On Fri, 20 Feb 2009, SA wrote:
> I still don't buy the idea that this was the plan all along.
I sympathize with that skepticism and I would never go that far. The most I'd be willing to suppose for argument's sake is that it was always considered an option even though they said (and are still saying) exactly the opposite.
> If they had been hoping to find political space for nationalization,
> Summers and Geithner wouldn't have gone on record saying "governments
> make terrible bank managers." Those are quotes that can and will be used
> against Obama if nationalization happens.
That dictum, which they are still saying (and which has been repeated as a kind of mantra by each memeber of the latest group of people to say nationalization is a possibility (Greenspan, Graham, Dodd) kind of as if they were crossing themselves before they faced a crisis) might actually be seen as part of the political preparation. Having been on record as saying this repeatedly will arguably help in three overlapping ways:
1) It will make it easier to convince people that they only did this because they were absolutely forced to by extreme circumstances -- that they are not socialists who lusted after this chance to abolish capitalism. I also expect soon to hear a lot about how Continental Illinois Bank and Trust was nationalized under Reagan. (And about how it turned out in the end to cost zero money to the taxpayers, and cost the bank only 3% of its assets).
2) It will make them more convincing when they say this is temporary -- esp. since temporary could be a longer than 2 terms. As Jordan pointed out earlier, Continental wasn't fully returned to the private sector for 7 years -- and Continental, the biggest up to that time, was nowhere near as big or as complex as Citi and BofA. In fact no nationalized bank in history has been.
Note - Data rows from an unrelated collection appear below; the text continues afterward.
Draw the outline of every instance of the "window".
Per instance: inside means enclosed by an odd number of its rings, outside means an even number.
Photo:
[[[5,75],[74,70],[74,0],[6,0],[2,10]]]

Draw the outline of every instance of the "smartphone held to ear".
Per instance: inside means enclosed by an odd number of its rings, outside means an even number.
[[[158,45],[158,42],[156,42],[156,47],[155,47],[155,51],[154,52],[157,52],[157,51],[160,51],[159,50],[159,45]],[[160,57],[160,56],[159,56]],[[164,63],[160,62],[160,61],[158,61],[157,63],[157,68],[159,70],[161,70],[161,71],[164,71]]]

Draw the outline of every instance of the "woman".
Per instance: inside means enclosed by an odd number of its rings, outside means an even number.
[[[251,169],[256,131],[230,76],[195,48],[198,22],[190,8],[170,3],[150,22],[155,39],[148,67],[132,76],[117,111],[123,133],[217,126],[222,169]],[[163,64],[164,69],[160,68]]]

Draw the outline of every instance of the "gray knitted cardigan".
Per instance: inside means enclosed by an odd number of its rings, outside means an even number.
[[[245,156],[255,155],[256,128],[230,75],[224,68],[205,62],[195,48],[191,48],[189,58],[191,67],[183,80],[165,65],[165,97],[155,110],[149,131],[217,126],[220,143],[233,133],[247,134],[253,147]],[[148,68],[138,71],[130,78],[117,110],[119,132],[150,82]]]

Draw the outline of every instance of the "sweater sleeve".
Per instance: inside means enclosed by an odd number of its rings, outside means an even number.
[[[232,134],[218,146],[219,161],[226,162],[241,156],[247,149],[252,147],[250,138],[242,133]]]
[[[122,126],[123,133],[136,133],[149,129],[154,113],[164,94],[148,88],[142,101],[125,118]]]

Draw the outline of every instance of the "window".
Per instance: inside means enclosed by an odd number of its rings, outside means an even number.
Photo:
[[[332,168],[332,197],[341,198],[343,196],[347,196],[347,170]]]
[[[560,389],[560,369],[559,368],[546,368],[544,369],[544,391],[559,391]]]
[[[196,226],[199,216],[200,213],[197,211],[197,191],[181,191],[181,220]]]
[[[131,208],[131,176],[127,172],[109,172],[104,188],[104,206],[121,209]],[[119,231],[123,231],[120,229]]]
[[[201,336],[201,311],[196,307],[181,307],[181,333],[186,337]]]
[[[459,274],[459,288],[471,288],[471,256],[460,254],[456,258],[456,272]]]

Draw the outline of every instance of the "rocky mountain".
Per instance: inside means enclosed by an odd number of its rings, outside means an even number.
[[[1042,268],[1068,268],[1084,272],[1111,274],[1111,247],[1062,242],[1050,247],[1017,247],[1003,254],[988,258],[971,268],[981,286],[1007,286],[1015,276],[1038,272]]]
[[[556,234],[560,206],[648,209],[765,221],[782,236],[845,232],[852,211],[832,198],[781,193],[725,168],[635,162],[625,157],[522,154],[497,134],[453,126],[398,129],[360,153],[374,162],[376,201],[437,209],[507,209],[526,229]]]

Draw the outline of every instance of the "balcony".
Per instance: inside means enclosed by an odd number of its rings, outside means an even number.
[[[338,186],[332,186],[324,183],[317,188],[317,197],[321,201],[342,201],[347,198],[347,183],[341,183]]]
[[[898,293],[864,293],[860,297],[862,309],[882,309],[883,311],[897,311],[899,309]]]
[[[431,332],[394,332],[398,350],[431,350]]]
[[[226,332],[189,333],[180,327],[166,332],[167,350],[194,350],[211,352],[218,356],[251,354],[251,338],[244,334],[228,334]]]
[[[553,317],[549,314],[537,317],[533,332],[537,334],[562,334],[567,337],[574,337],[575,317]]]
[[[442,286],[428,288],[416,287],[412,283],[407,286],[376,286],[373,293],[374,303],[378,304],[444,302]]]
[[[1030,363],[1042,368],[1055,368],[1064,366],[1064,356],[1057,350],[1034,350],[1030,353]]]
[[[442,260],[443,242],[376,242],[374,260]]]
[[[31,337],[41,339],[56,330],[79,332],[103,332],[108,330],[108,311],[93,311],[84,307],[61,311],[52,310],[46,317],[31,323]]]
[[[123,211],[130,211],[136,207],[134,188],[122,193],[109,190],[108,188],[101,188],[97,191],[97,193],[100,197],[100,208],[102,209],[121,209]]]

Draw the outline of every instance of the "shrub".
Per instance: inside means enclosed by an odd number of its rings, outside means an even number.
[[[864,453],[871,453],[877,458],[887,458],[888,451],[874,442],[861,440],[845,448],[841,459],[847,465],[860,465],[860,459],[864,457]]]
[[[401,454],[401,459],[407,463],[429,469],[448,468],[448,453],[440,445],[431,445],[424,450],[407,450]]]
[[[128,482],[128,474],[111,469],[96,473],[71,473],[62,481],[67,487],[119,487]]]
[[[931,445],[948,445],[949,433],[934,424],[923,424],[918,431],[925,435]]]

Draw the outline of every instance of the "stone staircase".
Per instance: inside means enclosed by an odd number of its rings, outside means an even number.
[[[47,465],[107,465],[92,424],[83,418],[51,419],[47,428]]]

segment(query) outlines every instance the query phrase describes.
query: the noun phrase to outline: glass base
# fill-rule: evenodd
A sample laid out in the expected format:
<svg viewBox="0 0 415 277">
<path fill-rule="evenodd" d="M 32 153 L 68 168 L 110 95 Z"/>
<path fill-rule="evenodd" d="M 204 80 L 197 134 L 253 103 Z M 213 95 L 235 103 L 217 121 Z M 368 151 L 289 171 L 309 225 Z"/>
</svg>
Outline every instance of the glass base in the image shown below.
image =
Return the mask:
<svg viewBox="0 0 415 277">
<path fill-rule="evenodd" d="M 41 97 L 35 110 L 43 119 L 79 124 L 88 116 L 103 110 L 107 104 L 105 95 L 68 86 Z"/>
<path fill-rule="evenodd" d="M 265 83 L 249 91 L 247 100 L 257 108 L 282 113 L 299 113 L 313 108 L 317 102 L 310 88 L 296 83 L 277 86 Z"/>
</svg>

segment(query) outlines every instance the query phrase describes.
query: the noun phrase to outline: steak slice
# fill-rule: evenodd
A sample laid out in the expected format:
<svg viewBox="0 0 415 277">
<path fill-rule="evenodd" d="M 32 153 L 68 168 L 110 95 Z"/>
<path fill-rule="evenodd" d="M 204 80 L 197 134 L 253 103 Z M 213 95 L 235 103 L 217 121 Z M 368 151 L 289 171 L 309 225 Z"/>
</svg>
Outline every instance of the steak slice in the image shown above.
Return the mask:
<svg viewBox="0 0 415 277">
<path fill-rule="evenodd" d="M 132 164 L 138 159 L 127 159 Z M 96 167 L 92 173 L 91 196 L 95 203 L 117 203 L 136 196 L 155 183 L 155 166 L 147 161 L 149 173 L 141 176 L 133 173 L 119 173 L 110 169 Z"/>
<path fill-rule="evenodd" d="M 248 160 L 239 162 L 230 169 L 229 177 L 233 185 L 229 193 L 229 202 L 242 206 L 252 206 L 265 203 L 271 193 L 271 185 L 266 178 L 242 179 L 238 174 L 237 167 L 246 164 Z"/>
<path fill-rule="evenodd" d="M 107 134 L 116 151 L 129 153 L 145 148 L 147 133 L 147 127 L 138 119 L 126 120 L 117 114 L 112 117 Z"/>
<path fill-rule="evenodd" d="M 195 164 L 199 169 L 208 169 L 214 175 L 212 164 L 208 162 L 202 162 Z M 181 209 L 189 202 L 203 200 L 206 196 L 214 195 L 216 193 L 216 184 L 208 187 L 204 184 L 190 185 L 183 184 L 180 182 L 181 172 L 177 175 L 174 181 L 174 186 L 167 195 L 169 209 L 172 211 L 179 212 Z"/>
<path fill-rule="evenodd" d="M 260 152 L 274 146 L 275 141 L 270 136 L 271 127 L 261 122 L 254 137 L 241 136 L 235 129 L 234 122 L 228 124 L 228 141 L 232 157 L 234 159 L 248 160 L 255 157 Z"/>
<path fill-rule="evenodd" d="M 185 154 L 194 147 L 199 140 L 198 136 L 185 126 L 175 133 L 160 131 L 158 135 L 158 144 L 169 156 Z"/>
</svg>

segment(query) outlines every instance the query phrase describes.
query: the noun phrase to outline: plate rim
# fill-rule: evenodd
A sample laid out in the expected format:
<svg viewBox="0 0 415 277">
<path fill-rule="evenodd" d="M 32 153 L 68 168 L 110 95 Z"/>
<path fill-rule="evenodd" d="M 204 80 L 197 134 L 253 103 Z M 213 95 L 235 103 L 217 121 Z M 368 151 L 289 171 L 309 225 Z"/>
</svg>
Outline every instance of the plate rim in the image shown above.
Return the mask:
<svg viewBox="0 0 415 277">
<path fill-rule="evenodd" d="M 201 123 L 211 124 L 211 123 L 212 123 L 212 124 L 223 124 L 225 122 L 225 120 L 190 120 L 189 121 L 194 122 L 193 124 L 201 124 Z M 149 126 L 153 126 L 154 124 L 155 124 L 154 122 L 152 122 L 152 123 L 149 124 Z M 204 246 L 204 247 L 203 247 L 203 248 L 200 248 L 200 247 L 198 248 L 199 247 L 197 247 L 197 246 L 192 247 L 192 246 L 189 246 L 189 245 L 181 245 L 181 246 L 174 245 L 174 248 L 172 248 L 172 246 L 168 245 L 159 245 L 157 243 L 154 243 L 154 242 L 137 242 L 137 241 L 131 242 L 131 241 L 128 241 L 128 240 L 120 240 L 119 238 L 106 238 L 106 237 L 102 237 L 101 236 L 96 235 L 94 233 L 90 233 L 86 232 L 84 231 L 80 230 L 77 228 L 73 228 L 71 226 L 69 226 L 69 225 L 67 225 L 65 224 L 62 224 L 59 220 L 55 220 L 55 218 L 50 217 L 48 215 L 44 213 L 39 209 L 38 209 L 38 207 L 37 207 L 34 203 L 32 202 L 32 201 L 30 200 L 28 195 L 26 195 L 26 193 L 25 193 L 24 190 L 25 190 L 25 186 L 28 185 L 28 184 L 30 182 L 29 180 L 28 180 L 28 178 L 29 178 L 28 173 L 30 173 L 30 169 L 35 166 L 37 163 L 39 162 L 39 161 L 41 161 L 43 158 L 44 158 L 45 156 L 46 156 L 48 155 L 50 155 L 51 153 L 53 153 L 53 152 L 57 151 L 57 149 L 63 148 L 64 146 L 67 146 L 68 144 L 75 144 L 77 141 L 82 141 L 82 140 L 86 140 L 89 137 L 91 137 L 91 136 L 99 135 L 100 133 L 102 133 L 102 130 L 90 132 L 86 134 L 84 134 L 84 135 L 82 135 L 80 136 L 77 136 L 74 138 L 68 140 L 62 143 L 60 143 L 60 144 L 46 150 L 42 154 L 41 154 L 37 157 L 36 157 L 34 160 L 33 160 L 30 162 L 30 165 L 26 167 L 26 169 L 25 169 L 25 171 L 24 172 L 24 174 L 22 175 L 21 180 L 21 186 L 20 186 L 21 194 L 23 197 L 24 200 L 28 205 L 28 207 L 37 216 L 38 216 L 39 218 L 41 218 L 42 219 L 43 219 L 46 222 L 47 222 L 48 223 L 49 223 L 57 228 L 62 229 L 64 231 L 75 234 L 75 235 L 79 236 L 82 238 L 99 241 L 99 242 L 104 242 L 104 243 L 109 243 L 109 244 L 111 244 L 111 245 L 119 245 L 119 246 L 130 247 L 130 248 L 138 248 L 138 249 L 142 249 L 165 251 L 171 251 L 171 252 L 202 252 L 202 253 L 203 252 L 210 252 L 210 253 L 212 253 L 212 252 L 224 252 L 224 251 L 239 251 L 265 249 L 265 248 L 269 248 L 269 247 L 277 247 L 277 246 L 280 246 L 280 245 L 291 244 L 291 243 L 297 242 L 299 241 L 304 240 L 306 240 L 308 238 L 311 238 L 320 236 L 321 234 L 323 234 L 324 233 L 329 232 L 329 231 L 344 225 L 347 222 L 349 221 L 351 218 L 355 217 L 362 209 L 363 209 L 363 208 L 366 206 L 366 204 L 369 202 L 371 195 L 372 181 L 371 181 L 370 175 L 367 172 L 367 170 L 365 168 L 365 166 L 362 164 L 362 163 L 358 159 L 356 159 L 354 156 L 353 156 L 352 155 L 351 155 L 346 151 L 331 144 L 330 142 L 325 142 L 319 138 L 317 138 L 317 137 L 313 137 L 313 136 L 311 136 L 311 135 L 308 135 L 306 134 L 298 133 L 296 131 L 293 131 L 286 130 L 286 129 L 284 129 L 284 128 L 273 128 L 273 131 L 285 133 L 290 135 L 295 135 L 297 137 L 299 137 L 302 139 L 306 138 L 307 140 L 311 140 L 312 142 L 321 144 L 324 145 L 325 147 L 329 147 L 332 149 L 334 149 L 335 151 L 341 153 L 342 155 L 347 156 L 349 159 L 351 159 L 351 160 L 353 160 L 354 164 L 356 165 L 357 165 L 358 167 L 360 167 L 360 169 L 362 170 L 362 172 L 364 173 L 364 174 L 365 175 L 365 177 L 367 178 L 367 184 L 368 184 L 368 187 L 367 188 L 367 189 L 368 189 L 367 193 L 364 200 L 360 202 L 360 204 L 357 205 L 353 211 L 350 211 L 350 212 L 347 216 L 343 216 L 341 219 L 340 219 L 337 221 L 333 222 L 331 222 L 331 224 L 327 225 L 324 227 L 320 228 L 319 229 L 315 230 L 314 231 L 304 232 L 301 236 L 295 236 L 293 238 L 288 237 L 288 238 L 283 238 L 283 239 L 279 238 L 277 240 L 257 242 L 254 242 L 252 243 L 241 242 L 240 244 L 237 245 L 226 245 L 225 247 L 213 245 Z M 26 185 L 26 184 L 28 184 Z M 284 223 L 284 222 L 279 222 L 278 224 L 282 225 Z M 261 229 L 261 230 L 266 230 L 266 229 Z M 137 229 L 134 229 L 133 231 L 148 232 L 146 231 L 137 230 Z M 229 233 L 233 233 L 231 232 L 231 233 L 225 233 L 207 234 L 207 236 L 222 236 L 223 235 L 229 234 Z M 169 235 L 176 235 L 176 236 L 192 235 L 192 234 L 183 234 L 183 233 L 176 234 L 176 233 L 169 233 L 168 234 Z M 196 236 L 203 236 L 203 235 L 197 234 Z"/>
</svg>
3) It will provide cover for the fact that this is not going to be an instant panacea and undoubtedly things will go wrong and make the headlines. Even in the Swedish case, it took 2 years after nationalization for the economy to recover. And that was under ideal circumstances. And besides the delay in recovery (since the banks are not the only problem, there's also over-indebted households), nationalization could also suffer personnel meltdowns, collapse of revenues, scandals of incompetence, runs on solvent banks, crises in instruments we haven't even heard of...I'm not saying these things will necessarily happen, but they are real possibilities, plus other things I can't think of. And when they do, the Obama administration will be able to say convincingly Look, we really, really didn't want to do this -- we were forced to by extreme circumstances. We're adults making hard choices non-ideologically. We told you stuff like this would happen. It's why we only did it as a last resort. And we're going to get out of this business as soon as things are straight.